Recent studies have strongly implicated postsynaptic scaffolding proteins such as SAPAP3 or Shank3 in the pathogenesis of various mood disorders, including autism spectrum disorder, bipolar disorder (BD), and obsessive-compulsive disorders. Neural Abelson-related gene-binding protein 2 (nArgBP2) was originally identified as a protein that interacts with SAPAP3 and Shank3. Recent study shows that the genetic deletion of nArgBP2 in mice leads to manic/bipolar-like behavior resembling symptoms of BD. However, the function of nArgBP2 at synapse, or its connection with the synaptic dysfunctions, is completely unknown. This study provides compelling evidence that nArgBP2 regulates the spine morphogenesis through the activation of Rac1/WAVE/PAK/cofilin pathway, and that its ablation causes a robust and selective inhibition of excitatory synapse formation, by controlling actin dynamics.
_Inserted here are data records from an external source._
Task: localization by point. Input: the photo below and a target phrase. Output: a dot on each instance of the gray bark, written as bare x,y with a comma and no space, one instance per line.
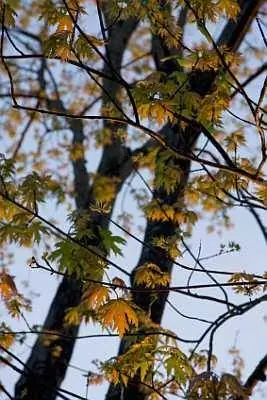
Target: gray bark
184,141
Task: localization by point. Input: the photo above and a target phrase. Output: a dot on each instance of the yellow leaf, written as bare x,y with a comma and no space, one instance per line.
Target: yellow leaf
65,24
96,296
117,314
151,275
7,286
64,53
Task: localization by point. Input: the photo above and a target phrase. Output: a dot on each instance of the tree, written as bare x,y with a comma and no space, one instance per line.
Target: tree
157,106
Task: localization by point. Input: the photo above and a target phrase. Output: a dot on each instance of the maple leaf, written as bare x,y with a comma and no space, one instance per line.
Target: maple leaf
95,296
7,286
118,314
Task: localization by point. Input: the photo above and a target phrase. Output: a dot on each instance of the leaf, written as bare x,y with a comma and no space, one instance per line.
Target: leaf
65,24
7,286
95,296
151,275
118,314
110,241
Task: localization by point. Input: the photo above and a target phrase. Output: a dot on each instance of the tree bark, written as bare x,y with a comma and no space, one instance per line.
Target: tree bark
184,140
44,372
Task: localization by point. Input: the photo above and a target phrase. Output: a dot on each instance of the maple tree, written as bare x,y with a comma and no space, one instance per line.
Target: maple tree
156,106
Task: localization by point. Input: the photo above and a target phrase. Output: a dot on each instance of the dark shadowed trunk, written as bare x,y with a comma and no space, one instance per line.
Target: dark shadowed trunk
183,140
44,372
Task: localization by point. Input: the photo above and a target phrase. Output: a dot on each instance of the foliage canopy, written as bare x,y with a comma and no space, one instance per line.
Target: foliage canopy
178,138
Our results revealed the underlying mechanism for the synaptic dysfunction caused by nArgBP2 downregulation that associates with analogous human BD. Moreover, since nArgBP2 interacts with key proteins involved in various neuropsychiatric disorders, our finding implies that nArgBP2 could function as a hub linking various etiological factors of different mood disorders.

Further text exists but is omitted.